Baricity is a significant factor in maternal hemodynamic changes during elective cesarean section, as demonstrated by a hospital-based prospective cohort study by Heloll et al. However, other studies have shown different findings, such as Uppal et al.’s meta-analysis. These authors show that isobaric bupivacaine produces greater changes in blood pressure, incidence of hypotension, and vasopressor requirement than hyperbaric bupivacaine after SA for elective cesarean section. Hyperbaric bupivacaine allows for a relatively rapid onset of motor block, with a shorter duration of motor and sensory block, while isobaric bupivacaine has a slower onset and provides a longer duration of both sensory and motor block. 

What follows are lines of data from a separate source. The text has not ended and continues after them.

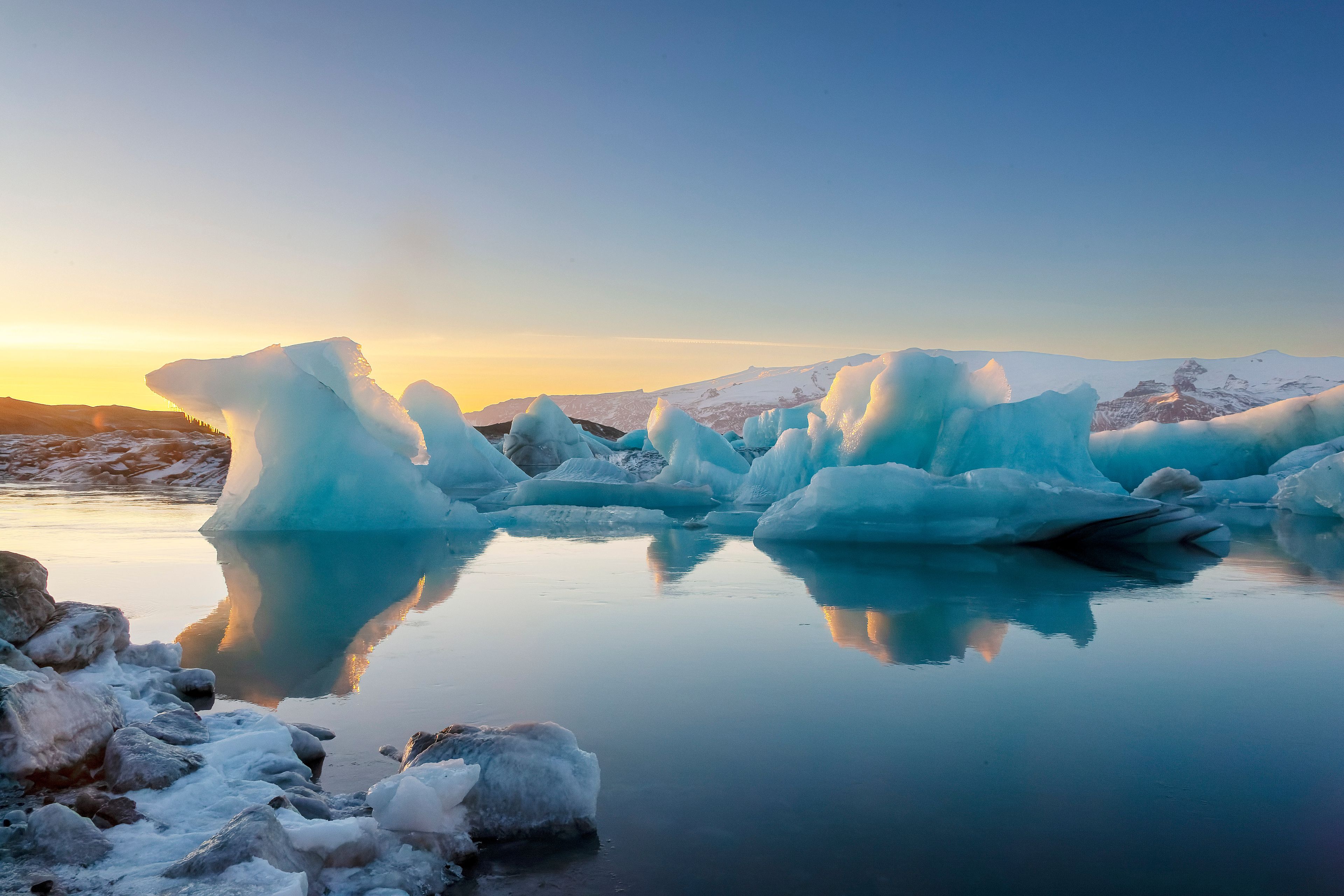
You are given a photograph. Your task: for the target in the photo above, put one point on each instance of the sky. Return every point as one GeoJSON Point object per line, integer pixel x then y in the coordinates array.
{"type": "Point", "coordinates": [515, 198]}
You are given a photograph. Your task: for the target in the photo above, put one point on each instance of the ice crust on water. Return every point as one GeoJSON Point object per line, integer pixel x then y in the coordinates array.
{"type": "Point", "coordinates": [462, 461]}
{"type": "Point", "coordinates": [542, 437]}
{"type": "Point", "coordinates": [596, 483]}
{"type": "Point", "coordinates": [303, 453]}
{"type": "Point", "coordinates": [898, 504]}
{"type": "Point", "coordinates": [695, 453]}
{"type": "Point", "coordinates": [1225, 448]}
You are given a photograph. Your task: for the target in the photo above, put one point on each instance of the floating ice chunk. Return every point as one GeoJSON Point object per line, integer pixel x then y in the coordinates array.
{"type": "Point", "coordinates": [427, 797]}
{"type": "Point", "coordinates": [595, 483]}
{"type": "Point", "coordinates": [1318, 491]}
{"type": "Point", "coordinates": [302, 456]}
{"type": "Point", "coordinates": [1167, 485]}
{"type": "Point", "coordinates": [542, 437]}
{"type": "Point", "coordinates": [1045, 437]}
{"type": "Point", "coordinates": [462, 461]}
{"type": "Point", "coordinates": [765, 429]}
{"type": "Point", "coordinates": [635, 440]}
{"type": "Point", "coordinates": [341, 366]}
{"type": "Point", "coordinates": [695, 453]}
{"type": "Point", "coordinates": [897, 504]}
{"type": "Point", "coordinates": [1225, 448]}
{"type": "Point", "coordinates": [534, 780]}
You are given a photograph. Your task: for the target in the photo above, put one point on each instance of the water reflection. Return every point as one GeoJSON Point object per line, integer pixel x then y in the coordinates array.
{"type": "Point", "coordinates": [306, 609]}
{"type": "Point", "coordinates": [933, 605]}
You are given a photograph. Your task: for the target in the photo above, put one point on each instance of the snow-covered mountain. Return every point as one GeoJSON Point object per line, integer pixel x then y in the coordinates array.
{"type": "Point", "coordinates": [1166, 390]}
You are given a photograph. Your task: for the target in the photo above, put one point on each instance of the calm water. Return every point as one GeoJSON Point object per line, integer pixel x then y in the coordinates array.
{"type": "Point", "coordinates": [795, 721]}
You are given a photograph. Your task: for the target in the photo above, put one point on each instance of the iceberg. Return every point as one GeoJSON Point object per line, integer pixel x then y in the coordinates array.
{"type": "Point", "coordinates": [765, 429]}
{"type": "Point", "coordinates": [462, 461]}
{"type": "Point", "coordinates": [311, 450]}
{"type": "Point", "coordinates": [595, 483]}
{"type": "Point", "coordinates": [542, 437]}
{"type": "Point", "coordinates": [695, 453]}
{"type": "Point", "coordinates": [897, 504]}
{"type": "Point", "coordinates": [1225, 448]}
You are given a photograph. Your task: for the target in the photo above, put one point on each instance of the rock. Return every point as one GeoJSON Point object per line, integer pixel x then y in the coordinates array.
{"type": "Point", "coordinates": [194, 683]}
{"type": "Point", "coordinates": [307, 747]}
{"type": "Point", "coordinates": [51, 727]}
{"type": "Point", "coordinates": [136, 761]}
{"type": "Point", "coordinates": [176, 727]}
{"type": "Point", "coordinates": [156, 655]}
{"type": "Point", "coordinates": [253, 833]}
{"type": "Point", "coordinates": [536, 781]}
{"type": "Point", "coordinates": [15, 659]}
{"type": "Point", "coordinates": [76, 635]}
{"type": "Point", "coordinates": [318, 731]}
{"type": "Point", "coordinates": [62, 835]}
{"type": "Point", "coordinates": [25, 604]}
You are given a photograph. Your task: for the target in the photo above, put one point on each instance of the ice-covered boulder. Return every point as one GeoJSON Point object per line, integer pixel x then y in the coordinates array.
{"type": "Point", "coordinates": [542, 437]}
{"type": "Point", "coordinates": [253, 833]}
{"type": "Point", "coordinates": [595, 483]}
{"type": "Point", "coordinates": [765, 429]}
{"type": "Point", "coordinates": [1225, 448]}
{"type": "Point", "coordinates": [462, 461]}
{"type": "Point", "coordinates": [1318, 491]}
{"type": "Point", "coordinates": [425, 798]}
{"type": "Point", "coordinates": [695, 453]}
{"type": "Point", "coordinates": [64, 836]}
{"type": "Point", "coordinates": [76, 635]}
{"type": "Point", "coordinates": [897, 504]}
{"type": "Point", "coordinates": [314, 448]}
{"type": "Point", "coordinates": [25, 604]}
{"type": "Point", "coordinates": [136, 761]}
{"type": "Point", "coordinates": [534, 780]}
{"type": "Point", "coordinates": [50, 726]}
{"type": "Point", "coordinates": [1167, 485]}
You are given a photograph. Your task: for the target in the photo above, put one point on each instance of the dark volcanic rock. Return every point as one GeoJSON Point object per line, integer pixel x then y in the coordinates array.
{"type": "Point", "coordinates": [25, 604]}
{"type": "Point", "coordinates": [138, 761]}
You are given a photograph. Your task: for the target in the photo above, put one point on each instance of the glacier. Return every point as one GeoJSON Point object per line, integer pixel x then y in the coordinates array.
{"type": "Point", "coordinates": [1225, 448]}
{"type": "Point", "coordinates": [462, 461]}
{"type": "Point", "coordinates": [316, 444]}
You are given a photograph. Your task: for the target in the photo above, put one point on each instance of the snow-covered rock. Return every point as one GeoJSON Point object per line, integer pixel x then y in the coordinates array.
{"type": "Point", "coordinates": [136, 761]}
{"type": "Point", "coordinates": [316, 445]}
{"type": "Point", "coordinates": [534, 780]}
{"type": "Point", "coordinates": [25, 604]}
{"type": "Point", "coordinates": [76, 635]}
{"type": "Point", "coordinates": [542, 437]}
{"type": "Point", "coordinates": [462, 461]}
{"type": "Point", "coordinates": [50, 726]}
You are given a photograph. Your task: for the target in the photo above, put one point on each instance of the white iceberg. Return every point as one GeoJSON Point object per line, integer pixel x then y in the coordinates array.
{"type": "Point", "coordinates": [695, 453]}
{"type": "Point", "coordinates": [898, 504]}
{"type": "Point", "coordinates": [542, 437]}
{"type": "Point", "coordinates": [1225, 448]}
{"type": "Point", "coordinates": [462, 461]}
{"type": "Point", "coordinates": [303, 457]}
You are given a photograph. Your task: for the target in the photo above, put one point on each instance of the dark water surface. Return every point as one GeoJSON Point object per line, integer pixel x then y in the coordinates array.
{"type": "Point", "coordinates": [795, 721]}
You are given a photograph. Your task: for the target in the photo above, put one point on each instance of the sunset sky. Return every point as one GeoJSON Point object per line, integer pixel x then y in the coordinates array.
{"type": "Point", "coordinates": [570, 198]}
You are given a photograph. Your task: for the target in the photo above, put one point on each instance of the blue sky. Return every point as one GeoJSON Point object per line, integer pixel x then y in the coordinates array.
{"type": "Point", "coordinates": [523, 195]}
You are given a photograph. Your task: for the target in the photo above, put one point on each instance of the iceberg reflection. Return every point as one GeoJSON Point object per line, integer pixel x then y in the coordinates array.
{"type": "Point", "coordinates": [929, 605]}
{"type": "Point", "coordinates": [306, 609]}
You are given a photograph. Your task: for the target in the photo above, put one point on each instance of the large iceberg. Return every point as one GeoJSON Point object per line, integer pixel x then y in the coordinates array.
{"type": "Point", "coordinates": [695, 453]}
{"type": "Point", "coordinates": [312, 449]}
{"type": "Point", "coordinates": [462, 461]}
{"type": "Point", "coordinates": [897, 504]}
{"type": "Point", "coordinates": [1225, 448]}
{"type": "Point", "coordinates": [542, 437]}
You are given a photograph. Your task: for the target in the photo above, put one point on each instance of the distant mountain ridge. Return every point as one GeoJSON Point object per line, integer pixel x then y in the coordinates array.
{"type": "Point", "coordinates": [1164, 390]}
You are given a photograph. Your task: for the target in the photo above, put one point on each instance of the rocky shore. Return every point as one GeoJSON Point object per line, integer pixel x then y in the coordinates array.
{"type": "Point", "coordinates": [118, 778]}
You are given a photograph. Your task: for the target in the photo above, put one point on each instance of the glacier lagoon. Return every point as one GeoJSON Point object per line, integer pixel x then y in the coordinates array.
{"type": "Point", "coordinates": [791, 719]}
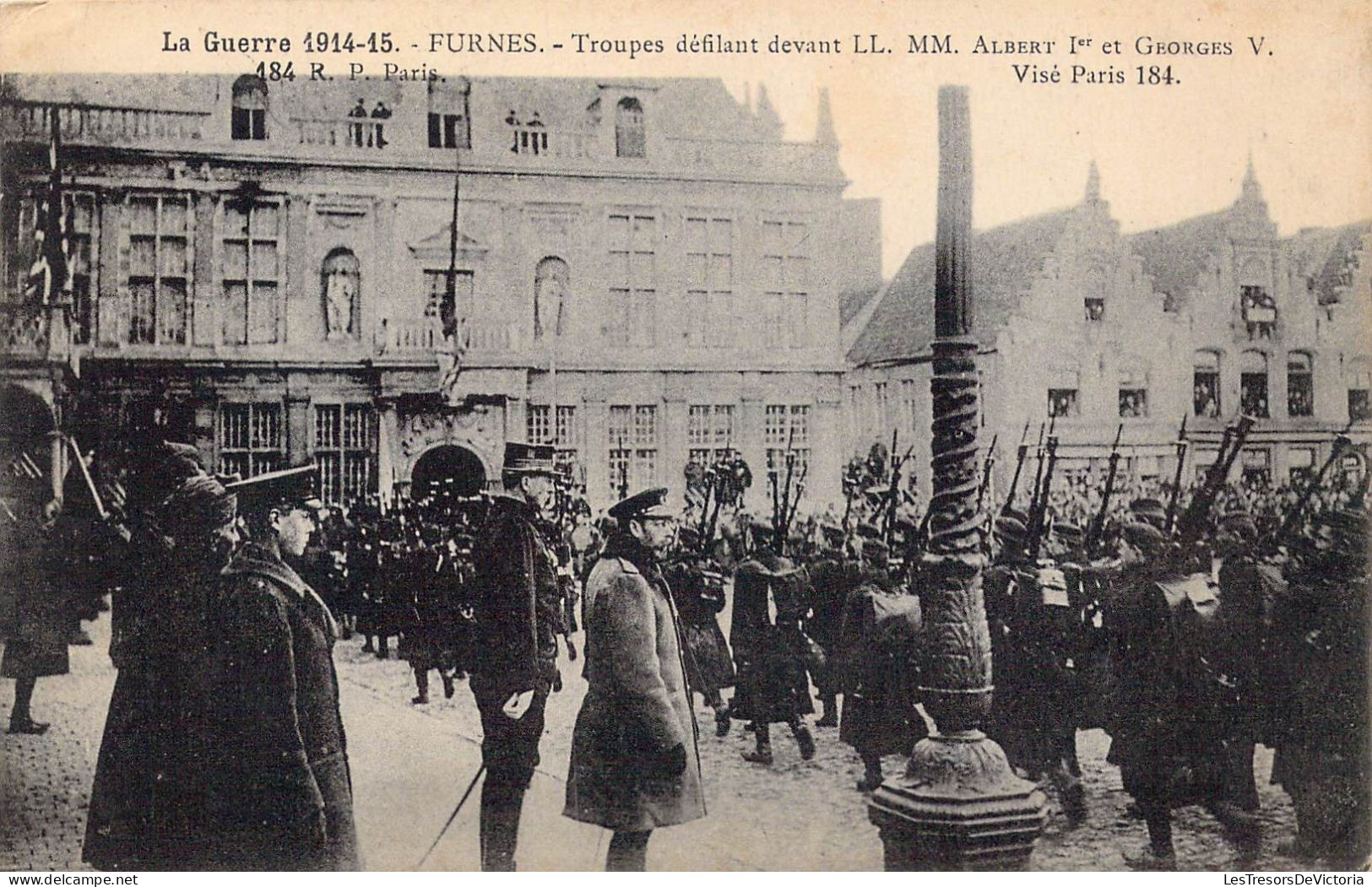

A recent Cochrane review found that intrathecal hyperbaric bupivacaine had a more rapid onset of sensory blockade at the 4th thoracic vertebra (T4) level than isobaric bupivacaine. However, the overall quality of evidence for most outcomes is low or very low according to the GRADE method. Various advantages of isobaric and hyperbaric bupivacaine have been described, but no definitive evidence exists to recommend one form over the other.

References

1. Wildsmith JAW, McClure JH, Brown DT, Scott DB. Effects of posture on the spread of isobaric and hyperbaric amethocaine. Br J Anaesth. 1981 Mar;53(3):273-8.

2. Greene NM. Distribution of Local Anesthetic Solutions within the Subarachnoid Space. Anesthesia & Analgesia. 1985 July;64(7):715-730. 

3. Helill SE, Sahile WA, Abdo RA, Wolde GD, Halil HM. The effects of isobaric and hyperbaric bupivacaine on maternal hemodynamic changes post spinal anesthesia for elective cesarean delivery: A prospective cohort study. PLOS ONE 2019;14(12):e0226030. 

4. Uppal V, Retter S, Shanthanna H, Prabhakar C, McKeen DM. Hyperbaric Versus Isobaric Bupivacaine for Spinal Anesthesia: Systematic Review and Meta-analysis for Adult Patients Undergoing Noncesarean Delivery Surgery. Anesthesia & Analgesia 2017;125(5):1627-1637. 

5. Sng BL, Siddiqui FJ, Leong WL, Assam PN, Chan ES, Tan KH, Sia AT. Hyperbaric versus isobaric bupivacaine for spinal anaesthesia for caesarean section. Cochrane Database Syst Rev. 2016 Sep 15;9(9):CD005143.  

6. Solakovic N. Comparison of hemodynamic effects of hyperbaric and isobaric bupivacaine in spinal anesthesia. Med Arh. 2010;64:11–14. 

7. Muralidhar V, Kaul HL. Comparative evaluation of spinal anaesthesia with four different bupivacaine (0.5%) solutions with varying glucose concentrations. J Anaesthesiol Clin Pharmacol. 1999;15:165–168.